Hearing aids could be available over the counter as soon as October
MARY LOUISE KELLY, HOST:
People with mild or moderate hearing loss should be able to buy hearing aids over the counter as soon as mid-October, and they will not need a doctor's exam or a prescription to buy them. That's because of a new rule from the Food and Drug Administration designed to make hearing aids more accessible and ultimately more affordable for many consumers. NPR's Maria Godoy reports.
MARIA GODOY, BYLINE: Hearing loss affects more than 40 million Americans, according to recent estimates. But the vast majority of them don't have hearing aids, even though they need them.
FRANK LIN: A lot of that is because of hearing aids being really expensive.
GODOY: Dr. Frank Lin is a professor of otolaryngology at Johns Hopkins School of Medicine.
LIN: I mean, the average cost of care of hearing aids can be, you know, around $4,000.

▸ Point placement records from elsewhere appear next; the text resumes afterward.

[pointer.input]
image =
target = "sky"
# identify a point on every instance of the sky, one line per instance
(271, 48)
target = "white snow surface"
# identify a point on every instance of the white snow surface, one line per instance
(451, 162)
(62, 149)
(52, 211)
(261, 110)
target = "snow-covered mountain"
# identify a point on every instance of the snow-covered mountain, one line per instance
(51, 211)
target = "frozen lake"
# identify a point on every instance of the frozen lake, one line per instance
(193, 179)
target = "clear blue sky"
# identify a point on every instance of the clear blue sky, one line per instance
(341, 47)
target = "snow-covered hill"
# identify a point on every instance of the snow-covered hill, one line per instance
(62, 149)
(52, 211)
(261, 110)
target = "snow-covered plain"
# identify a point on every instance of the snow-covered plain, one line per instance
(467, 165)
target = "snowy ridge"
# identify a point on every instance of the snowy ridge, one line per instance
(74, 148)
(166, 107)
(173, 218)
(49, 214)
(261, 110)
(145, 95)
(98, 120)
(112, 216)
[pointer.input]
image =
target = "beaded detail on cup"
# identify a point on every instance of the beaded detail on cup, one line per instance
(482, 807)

GODOY: And that cost is often not covered by insurance. Lin says one factor behind the high prices is that, until now, hearing aids were regulated as medical devices that could only be bought from a licensed provider like an audiologist. That limited the number of companies manufacturing hearing aids. He says consumer tech companies that already make earbuds with similarly sophisticated components couldn't enter the market.
LIN: We've had this very constrained market where essentially you have five manufacturers that control about 95% of the world's hearing aid marketplace.

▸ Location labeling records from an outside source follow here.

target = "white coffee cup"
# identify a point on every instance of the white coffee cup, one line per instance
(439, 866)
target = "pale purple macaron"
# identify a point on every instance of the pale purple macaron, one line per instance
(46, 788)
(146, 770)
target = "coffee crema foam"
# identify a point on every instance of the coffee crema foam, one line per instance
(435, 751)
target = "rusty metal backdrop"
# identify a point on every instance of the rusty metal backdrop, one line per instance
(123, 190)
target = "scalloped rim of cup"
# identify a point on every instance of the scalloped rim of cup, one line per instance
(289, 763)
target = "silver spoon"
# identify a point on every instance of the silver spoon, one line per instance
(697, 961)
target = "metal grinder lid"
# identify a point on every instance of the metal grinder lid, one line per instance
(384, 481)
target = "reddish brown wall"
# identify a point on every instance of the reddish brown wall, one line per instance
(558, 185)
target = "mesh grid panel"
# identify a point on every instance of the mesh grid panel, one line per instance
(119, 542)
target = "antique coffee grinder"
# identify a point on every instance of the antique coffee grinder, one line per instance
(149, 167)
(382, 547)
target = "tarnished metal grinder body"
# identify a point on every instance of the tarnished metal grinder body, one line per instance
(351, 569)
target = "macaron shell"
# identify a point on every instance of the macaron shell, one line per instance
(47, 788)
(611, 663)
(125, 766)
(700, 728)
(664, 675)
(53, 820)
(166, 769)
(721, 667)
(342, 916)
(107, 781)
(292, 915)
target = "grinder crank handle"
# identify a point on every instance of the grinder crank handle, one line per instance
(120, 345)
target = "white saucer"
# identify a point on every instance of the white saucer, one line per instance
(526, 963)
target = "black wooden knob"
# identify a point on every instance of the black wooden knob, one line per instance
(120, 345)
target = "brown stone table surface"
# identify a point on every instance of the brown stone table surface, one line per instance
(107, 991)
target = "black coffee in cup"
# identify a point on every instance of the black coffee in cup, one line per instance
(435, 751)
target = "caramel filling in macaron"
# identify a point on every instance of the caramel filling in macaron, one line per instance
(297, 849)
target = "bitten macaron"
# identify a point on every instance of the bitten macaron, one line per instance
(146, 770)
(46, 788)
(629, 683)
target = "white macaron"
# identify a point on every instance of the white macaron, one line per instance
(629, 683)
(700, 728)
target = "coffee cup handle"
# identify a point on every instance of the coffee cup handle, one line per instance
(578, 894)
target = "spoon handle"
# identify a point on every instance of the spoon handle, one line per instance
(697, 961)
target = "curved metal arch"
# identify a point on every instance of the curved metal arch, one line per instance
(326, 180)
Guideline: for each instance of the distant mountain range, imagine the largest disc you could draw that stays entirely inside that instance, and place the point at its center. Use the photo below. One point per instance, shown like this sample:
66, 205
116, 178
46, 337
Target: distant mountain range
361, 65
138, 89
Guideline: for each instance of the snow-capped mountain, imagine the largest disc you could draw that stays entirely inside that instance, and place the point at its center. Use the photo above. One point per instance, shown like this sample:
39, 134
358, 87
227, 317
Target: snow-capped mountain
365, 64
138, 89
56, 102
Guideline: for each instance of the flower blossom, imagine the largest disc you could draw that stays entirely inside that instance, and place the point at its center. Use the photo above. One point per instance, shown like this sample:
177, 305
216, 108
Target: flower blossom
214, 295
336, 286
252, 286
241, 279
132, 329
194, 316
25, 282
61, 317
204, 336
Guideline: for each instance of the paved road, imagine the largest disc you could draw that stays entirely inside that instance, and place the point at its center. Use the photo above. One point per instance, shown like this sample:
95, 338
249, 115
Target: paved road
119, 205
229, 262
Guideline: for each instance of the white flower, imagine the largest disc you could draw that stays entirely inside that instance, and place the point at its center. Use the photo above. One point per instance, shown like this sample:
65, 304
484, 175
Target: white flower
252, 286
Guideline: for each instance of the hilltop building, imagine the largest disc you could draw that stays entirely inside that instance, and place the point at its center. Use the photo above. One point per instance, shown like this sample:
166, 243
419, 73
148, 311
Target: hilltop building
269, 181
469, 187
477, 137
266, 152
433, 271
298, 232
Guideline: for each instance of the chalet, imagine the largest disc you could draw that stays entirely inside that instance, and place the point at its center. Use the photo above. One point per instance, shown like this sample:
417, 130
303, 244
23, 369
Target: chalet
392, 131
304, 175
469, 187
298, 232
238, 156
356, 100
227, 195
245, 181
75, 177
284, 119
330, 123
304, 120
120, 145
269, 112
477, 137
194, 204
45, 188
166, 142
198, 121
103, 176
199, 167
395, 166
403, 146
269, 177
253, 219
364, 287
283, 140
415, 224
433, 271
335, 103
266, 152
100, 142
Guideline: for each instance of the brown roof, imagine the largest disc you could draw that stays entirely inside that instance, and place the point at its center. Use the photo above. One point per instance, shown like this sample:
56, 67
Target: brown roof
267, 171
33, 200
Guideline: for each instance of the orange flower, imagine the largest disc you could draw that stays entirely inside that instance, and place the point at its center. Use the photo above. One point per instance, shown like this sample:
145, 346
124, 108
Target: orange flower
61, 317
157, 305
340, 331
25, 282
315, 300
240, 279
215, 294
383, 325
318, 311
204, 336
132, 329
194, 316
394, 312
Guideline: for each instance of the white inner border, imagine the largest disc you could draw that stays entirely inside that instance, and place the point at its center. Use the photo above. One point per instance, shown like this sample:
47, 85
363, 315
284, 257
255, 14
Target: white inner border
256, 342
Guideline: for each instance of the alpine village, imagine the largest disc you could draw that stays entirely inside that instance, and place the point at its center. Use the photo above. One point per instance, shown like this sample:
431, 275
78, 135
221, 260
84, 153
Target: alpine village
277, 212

GODOY: But Health and Human Services Secretary Xavier Becerra says new FDA rules are designed to change that.
XAVIER BECERRA: Today, the FDA opens the door to quality, affordable hearing aids to consumers over the counter. And the operative word here is over the counter.

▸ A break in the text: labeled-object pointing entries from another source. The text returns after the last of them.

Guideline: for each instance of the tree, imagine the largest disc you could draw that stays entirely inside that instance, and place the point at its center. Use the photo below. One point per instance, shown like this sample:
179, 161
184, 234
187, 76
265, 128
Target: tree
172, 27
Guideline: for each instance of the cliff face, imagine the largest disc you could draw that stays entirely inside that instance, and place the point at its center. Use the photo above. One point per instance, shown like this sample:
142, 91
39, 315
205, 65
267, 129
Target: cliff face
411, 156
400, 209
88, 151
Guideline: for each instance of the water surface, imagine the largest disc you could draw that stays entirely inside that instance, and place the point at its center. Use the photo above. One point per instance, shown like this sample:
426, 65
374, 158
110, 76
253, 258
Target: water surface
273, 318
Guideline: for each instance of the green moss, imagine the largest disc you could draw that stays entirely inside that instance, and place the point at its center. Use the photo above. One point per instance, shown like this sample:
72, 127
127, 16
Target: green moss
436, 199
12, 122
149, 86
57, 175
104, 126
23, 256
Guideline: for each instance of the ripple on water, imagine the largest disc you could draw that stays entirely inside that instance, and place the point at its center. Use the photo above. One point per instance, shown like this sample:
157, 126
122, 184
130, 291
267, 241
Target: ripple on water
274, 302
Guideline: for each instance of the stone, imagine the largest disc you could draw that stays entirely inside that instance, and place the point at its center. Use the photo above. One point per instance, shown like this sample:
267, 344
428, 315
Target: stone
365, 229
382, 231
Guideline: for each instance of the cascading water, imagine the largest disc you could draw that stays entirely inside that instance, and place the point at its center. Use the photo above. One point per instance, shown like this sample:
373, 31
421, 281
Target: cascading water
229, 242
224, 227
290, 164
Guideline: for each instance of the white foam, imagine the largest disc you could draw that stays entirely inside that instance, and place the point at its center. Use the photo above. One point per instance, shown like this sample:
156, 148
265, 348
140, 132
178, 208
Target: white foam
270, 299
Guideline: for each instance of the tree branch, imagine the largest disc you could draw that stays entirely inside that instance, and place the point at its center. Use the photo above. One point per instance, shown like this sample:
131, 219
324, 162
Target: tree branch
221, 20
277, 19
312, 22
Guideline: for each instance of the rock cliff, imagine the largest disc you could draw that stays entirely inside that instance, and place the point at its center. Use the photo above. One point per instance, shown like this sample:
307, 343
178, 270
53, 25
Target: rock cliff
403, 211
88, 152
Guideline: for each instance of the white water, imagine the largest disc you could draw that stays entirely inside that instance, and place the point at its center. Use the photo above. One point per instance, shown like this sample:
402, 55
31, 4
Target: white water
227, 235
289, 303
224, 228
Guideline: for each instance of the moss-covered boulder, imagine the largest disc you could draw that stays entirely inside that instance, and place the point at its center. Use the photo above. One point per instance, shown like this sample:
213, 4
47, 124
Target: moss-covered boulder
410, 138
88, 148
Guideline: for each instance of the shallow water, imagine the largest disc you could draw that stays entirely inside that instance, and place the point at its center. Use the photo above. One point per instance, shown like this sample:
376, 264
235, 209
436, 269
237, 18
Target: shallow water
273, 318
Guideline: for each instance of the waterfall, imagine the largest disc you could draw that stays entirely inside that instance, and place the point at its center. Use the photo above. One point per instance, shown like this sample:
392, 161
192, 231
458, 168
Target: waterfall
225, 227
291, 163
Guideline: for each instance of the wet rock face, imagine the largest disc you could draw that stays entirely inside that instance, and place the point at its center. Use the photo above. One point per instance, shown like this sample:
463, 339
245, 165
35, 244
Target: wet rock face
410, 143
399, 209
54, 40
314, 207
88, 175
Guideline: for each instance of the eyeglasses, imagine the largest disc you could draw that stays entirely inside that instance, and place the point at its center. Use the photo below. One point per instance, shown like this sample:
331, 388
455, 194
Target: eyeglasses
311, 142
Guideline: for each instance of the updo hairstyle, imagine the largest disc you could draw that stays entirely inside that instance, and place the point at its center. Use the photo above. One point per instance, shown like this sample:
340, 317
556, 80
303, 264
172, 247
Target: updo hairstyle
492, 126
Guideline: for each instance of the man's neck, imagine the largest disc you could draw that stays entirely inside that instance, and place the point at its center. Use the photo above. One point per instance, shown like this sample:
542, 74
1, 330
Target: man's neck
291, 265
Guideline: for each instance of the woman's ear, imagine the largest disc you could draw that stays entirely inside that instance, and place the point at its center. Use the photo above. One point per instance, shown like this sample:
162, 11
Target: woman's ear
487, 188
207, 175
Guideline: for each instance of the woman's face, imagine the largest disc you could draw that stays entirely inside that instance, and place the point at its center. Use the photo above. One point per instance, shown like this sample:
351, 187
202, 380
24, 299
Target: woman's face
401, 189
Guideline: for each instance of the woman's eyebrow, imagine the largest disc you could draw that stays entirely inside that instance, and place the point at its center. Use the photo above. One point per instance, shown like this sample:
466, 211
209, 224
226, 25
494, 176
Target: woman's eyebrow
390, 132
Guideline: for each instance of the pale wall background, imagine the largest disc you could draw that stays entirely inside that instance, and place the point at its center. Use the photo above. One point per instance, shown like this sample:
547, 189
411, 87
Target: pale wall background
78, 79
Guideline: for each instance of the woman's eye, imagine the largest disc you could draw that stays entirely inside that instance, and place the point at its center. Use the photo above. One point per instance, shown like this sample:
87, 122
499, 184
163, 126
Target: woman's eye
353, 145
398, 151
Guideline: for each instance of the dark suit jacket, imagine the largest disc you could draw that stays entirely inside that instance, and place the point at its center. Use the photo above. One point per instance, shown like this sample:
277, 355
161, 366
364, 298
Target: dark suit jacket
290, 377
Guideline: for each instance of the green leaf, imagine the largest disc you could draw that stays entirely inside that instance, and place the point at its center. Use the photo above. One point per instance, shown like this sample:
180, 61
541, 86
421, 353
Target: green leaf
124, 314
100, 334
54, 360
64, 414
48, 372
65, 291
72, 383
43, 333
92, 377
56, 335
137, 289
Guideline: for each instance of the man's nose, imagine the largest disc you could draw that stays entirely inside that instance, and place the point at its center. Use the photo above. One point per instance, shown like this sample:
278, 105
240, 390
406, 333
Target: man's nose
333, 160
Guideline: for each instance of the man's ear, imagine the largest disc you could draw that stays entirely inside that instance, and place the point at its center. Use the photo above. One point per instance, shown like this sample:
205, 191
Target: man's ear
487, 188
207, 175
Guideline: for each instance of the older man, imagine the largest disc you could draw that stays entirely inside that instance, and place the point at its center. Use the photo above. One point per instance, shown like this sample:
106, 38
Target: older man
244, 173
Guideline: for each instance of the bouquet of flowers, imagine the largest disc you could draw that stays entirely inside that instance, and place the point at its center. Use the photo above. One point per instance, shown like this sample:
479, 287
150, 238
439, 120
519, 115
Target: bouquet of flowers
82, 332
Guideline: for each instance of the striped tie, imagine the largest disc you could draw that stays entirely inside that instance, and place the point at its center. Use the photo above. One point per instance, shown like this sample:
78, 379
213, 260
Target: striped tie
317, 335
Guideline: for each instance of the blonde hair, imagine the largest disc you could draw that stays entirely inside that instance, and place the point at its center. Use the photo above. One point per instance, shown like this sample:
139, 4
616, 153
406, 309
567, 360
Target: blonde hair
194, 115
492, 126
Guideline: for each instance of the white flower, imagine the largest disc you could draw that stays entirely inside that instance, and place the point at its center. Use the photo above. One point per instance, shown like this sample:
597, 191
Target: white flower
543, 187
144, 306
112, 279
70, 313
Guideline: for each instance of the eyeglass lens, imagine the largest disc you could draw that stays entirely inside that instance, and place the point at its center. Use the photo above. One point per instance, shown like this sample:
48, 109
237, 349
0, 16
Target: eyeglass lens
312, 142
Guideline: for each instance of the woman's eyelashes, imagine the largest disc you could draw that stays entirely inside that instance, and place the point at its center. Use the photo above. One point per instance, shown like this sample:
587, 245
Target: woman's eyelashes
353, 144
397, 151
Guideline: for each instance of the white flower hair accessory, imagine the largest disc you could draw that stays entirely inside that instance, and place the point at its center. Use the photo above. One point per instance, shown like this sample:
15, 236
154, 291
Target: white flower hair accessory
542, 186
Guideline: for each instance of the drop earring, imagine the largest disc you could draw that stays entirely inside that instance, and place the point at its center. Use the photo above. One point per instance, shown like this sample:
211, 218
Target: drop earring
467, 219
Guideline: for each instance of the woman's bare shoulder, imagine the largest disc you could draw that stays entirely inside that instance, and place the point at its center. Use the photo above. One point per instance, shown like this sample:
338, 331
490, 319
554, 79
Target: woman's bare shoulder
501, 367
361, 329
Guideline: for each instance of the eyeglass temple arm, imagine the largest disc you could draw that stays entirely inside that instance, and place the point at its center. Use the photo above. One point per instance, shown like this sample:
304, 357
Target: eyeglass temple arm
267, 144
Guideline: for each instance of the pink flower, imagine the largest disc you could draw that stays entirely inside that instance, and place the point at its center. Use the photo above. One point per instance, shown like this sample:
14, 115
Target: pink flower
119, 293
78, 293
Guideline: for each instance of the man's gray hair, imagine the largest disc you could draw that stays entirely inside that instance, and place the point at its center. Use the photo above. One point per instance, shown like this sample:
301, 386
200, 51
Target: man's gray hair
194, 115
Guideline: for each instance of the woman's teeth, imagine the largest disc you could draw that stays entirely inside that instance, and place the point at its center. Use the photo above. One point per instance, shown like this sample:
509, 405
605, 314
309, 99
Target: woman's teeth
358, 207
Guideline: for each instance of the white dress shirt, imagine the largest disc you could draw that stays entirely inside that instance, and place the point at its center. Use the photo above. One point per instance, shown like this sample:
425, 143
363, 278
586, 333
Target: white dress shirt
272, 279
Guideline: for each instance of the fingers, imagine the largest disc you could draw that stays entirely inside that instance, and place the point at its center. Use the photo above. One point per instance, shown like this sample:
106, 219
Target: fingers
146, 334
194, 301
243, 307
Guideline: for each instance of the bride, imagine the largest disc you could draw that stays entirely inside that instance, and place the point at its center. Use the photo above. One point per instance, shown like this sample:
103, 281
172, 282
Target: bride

GODOY: The rules create a new class of hearing aids that can be sold in retail stores and online without a prescription or special evaluations. Brian Deese, White House director of the National Economic Council, says the goal is to make it easier for more manufacturers to enter the market and encourage competition.
BRIAN DEESE: We expect that that competition will drive down costs. In fact, the FDA estimates this rule will save consumers on the order of about $1,400 per individual hearing aid or over $2,800 per pair.
GODOY: But ultimately, advocates say the new rule change isn't just about business innovation. Frank Lin of Johns Hopkins says research shows hearing loss can have profound impacts on health. Not being able to hear well or hearing only garbled sounds can lead to social isolation, and it may also cause changes to the brain.
LIN: Hearing loss is arguably the dominant factor for dementia. The actual fact of hearing loss, that auditory deprivation of the brain could actually lead to parts of the brain shrinking and atrophying faster because it's being stimulated less.
GODOY: But these are risk factors that may potentially be lessened by a good hearing aid. Maria Godoy, NPR News.